Across a long career, Dharmendra played diverse roles — from Anupama and Satyakam to Sholay and Chupke Chupke. Vijayakar tells a story to explain how Dharmandra could play such diverse roles so effortlessly. As it happened, Guru Dutt was suddenly called to attend a court case just before the finale of the Filmfare talent contest. Dharmendra was selected among six others. Abrar Alvi, Dutt’s friend and writer, was told to conduct the test with instructions to “check the contestants’ faces, profiles and dialogue delivery from the filmmaker”. When Dutt returned, Alvi informed him about Dharmendra, “who had a crew cut, while everyone else had long hair, modelled broadly on Dev Anand’s style”. When Dutt asked him who he was like in terms of acting style, Alvi said matter-of-factly, “Nobody! He is himself, has no pretensions, no set notions. The boy seems an original and it might be possible to mould him and develop his personality.”

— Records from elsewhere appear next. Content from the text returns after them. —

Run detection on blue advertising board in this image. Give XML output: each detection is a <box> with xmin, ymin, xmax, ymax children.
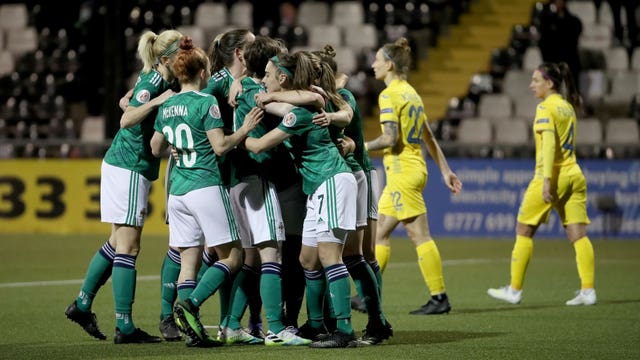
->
<box><xmin>376</xmin><ymin>159</ymin><xmax>640</xmax><ymax>240</ymax></box>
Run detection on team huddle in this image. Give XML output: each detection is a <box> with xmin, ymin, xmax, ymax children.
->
<box><xmin>65</xmin><ymin>24</ymin><xmax>595</xmax><ymax>348</ymax></box>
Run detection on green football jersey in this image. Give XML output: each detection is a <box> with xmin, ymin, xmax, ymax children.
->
<box><xmin>202</xmin><ymin>68</ymin><xmax>240</xmax><ymax>186</ymax></box>
<box><xmin>234</xmin><ymin>77</ymin><xmax>300</xmax><ymax>191</ymax></box>
<box><xmin>324</xmin><ymin>95</ymin><xmax>362</xmax><ymax>172</ymax></box>
<box><xmin>278</xmin><ymin>107</ymin><xmax>351</xmax><ymax>195</ymax></box>
<box><xmin>338</xmin><ymin>89</ymin><xmax>374</xmax><ymax>171</ymax></box>
<box><xmin>104</xmin><ymin>70</ymin><xmax>170</xmax><ymax>181</ymax></box>
<box><xmin>155</xmin><ymin>91</ymin><xmax>225</xmax><ymax>195</ymax></box>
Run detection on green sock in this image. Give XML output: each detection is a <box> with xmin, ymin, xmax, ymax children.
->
<box><xmin>367</xmin><ymin>259</ymin><xmax>382</xmax><ymax>304</ymax></box>
<box><xmin>222</xmin><ymin>265</ymin><xmax>252</xmax><ymax>330</ymax></box>
<box><xmin>112</xmin><ymin>254</ymin><xmax>136</xmax><ymax>334</ymax></box>
<box><xmin>160</xmin><ymin>249</ymin><xmax>180</xmax><ymax>320</ymax></box>
<box><xmin>178</xmin><ymin>280</ymin><xmax>196</xmax><ymax>300</ymax></box>
<box><xmin>76</xmin><ymin>242</ymin><xmax>115</xmax><ymax>312</ymax></box>
<box><xmin>260</xmin><ymin>262</ymin><xmax>285</xmax><ymax>334</ymax></box>
<box><xmin>344</xmin><ymin>256</ymin><xmax>384</xmax><ymax>323</ymax></box>
<box><xmin>189</xmin><ymin>262</ymin><xmax>231</xmax><ymax>308</ymax></box>
<box><xmin>325</xmin><ymin>264</ymin><xmax>353</xmax><ymax>334</ymax></box>
<box><xmin>304</xmin><ymin>270</ymin><xmax>326</xmax><ymax>329</ymax></box>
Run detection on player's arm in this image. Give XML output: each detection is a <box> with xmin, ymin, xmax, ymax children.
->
<box><xmin>207</xmin><ymin>108</ymin><xmax>264</xmax><ymax>156</ymax></box>
<box><xmin>244</xmin><ymin>128</ymin><xmax>291</xmax><ymax>154</ymax></box>
<box><xmin>151</xmin><ymin>131</ymin><xmax>169</xmax><ymax>157</ymax></box>
<box><xmin>264</xmin><ymin>102</ymin><xmax>294</xmax><ymax>117</ymax></box>
<box><xmin>118</xmin><ymin>89</ymin><xmax>133</xmax><ymax>111</ymax></box>
<box><xmin>541</xmin><ymin>130</ymin><xmax>556</xmax><ymax>203</ymax></box>
<box><xmin>255</xmin><ymin>90</ymin><xmax>325</xmax><ymax>109</ymax></box>
<box><xmin>364</xmin><ymin>121</ymin><xmax>398</xmax><ymax>151</ymax></box>
<box><xmin>120</xmin><ymin>90</ymin><xmax>174</xmax><ymax>129</ymax></box>
<box><xmin>336</xmin><ymin>135</ymin><xmax>356</xmax><ymax>157</ymax></box>
<box><xmin>422</xmin><ymin>122</ymin><xmax>462</xmax><ymax>194</ymax></box>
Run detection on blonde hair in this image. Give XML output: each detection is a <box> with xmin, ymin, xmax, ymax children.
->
<box><xmin>138</xmin><ymin>30</ymin><xmax>182</xmax><ymax>73</ymax></box>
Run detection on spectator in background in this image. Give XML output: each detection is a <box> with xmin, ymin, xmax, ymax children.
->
<box><xmin>608</xmin><ymin>0</ymin><xmax>640</xmax><ymax>50</ymax></box>
<box><xmin>538</xmin><ymin>0</ymin><xmax>582</xmax><ymax>84</ymax></box>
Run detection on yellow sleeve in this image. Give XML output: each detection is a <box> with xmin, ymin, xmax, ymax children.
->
<box><xmin>378</xmin><ymin>91</ymin><xmax>398</xmax><ymax>123</ymax></box>
<box><xmin>533</xmin><ymin>102</ymin><xmax>555</xmax><ymax>133</ymax></box>
<box><xmin>542</xmin><ymin>130</ymin><xmax>556</xmax><ymax>178</ymax></box>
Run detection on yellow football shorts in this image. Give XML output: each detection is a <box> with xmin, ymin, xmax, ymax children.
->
<box><xmin>378</xmin><ymin>168</ymin><xmax>427</xmax><ymax>221</ymax></box>
<box><xmin>518</xmin><ymin>165</ymin><xmax>590</xmax><ymax>226</ymax></box>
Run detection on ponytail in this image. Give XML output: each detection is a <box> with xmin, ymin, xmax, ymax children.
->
<box><xmin>138</xmin><ymin>31</ymin><xmax>158</xmax><ymax>74</ymax></box>
<box><xmin>537</xmin><ymin>62</ymin><xmax>582</xmax><ymax>114</ymax></box>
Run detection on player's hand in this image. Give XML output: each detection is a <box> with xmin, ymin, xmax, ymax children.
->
<box><xmin>311</xmin><ymin>110</ymin><xmax>331</xmax><ymax>127</ymax></box>
<box><xmin>542</xmin><ymin>178</ymin><xmax>555</xmax><ymax>204</ymax></box>
<box><xmin>253</xmin><ymin>93</ymin><xmax>273</xmax><ymax>109</ymax></box>
<box><xmin>336</xmin><ymin>136</ymin><xmax>356</xmax><ymax>157</ymax></box>
<box><xmin>169</xmin><ymin>146</ymin><xmax>180</xmax><ymax>164</ymax></box>
<box><xmin>443</xmin><ymin>171</ymin><xmax>462</xmax><ymax>194</ymax></box>
<box><xmin>311</xmin><ymin>85</ymin><xmax>328</xmax><ymax>99</ymax></box>
<box><xmin>227</xmin><ymin>79</ymin><xmax>242</xmax><ymax>107</ymax></box>
<box><xmin>151</xmin><ymin>89</ymin><xmax>175</xmax><ymax>106</ymax></box>
<box><xmin>242</xmin><ymin>107</ymin><xmax>264</xmax><ymax>133</ymax></box>
<box><xmin>118</xmin><ymin>89</ymin><xmax>133</xmax><ymax>111</ymax></box>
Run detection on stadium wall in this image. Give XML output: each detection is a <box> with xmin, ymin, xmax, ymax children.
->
<box><xmin>0</xmin><ymin>159</ymin><xmax>640</xmax><ymax>240</ymax></box>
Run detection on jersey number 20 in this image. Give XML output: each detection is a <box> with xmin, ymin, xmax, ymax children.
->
<box><xmin>162</xmin><ymin>124</ymin><xmax>196</xmax><ymax>167</ymax></box>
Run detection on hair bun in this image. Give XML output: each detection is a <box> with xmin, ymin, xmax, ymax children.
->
<box><xmin>180</xmin><ymin>36</ymin><xmax>193</xmax><ymax>50</ymax></box>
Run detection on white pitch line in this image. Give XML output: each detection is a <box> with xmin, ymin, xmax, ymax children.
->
<box><xmin>0</xmin><ymin>275</ymin><xmax>160</xmax><ymax>288</ymax></box>
<box><xmin>0</xmin><ymin>259</ymin><xmax>506</xmax><ymax>288</ymax></box>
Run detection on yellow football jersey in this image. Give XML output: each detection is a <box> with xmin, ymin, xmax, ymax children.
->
<box><xmin>378</xmin><ymin>80</ymin><xmax>427</xmax><ymax>174</ymax></box>
<box><xmin>533</xmin><ymin>94</ymin><xmax>577</xmax><ymax>176</ymax></box>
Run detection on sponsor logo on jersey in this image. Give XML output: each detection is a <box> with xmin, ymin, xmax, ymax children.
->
<box><xmin>209</xmin><ymin>105</ymin><xmax>220</xmax><ymax>119</ymax></box>
<box><xmin>136</xmin><ymin>90</ymin><xmax>151</xmax><ymax>104</ymax></box>
<box><xmin>282</xmin><ymin>113</ymin><xmax>297</xmax><ymax>127</ymax></box>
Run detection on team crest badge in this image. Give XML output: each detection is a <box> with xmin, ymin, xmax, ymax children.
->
<box><xmin>136</xmin><ymin>90</ymin><xmax>151</xmax><ymax>104</ymax></box>
<box><xmin>282</xmin><ymin>113</ymin><xmax>297</xmax><ymax>127</ymax></box>
<box><xmin>209</xmin><ymin>105</ymin><xmax>220</xmax><ymax>119</ymax></box>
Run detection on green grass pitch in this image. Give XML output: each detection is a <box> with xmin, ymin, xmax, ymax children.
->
<box><xmin>0</xmin><ymin>234</ymin><xmax>640</xmax><ymax>360</ymax></box>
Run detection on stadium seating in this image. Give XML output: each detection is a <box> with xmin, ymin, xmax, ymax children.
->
<box><xmin>456</xmin><ymin>117</ymin><xmax>494</xmax><ymax>157</ymax></box>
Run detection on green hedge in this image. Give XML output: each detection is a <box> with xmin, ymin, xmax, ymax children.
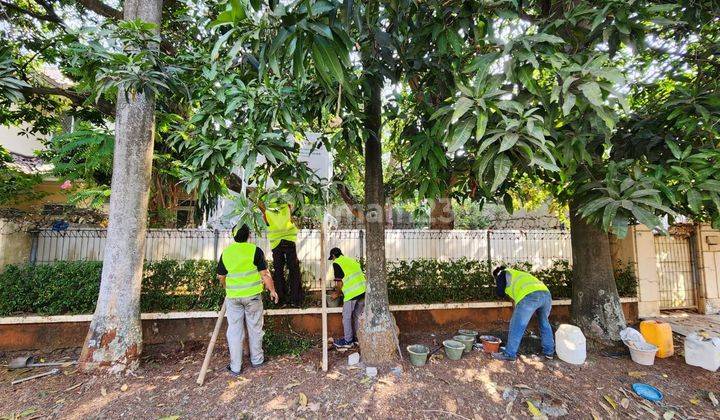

That originality made him unique. It explains how he could effortlessly play the dhoti-clad Satyapriya in Satyakam and the bare-chested Shaka in Phool Aur Patthar. He was the first superstar unbound by image — and yet he never came to be associated with great acting —something a Sanjeev Kumar or Dilip Kumar would. His looks, maybe, became his curse as an actor. And then the 1980s happened, when cinema’s shift towards action trapped him in the “He-Man” persona. This new image just got attached to him so deeply that his other characters faded away.
Why did it happen?
The answer, probably, lies with the very persona of the actor. If the ever-simpleton Jat in Dharmendra endeared him to the masses, this very happy-go-lucky persona may also have trapped him within itself. Till the time the industry was dominated by cerebral filmmakers, mostly from Bengal, such as Hrishikesh Mukherjee, Bimal Roy, Pramod Chakravorty and Shakti Samanta, he gave rousing performances, but when the nature of Hindi cinema changed with the arrival of new directors, things turned awry for him. Instead of steering the industry, he went with its flow, which at the time favoured B-grade action films.
But what he never lost was his connection with the masses. He remained rooted, humble and innocent. That is what kept him beloved. Dharmendra is arguably Hindi cinema’s most mass-appeal star — the aam aadmi’s superstar, without question.
(Views expressed in the above piece are personal and solely those of the author. They do not necessarily reflect Firstpost’s views.)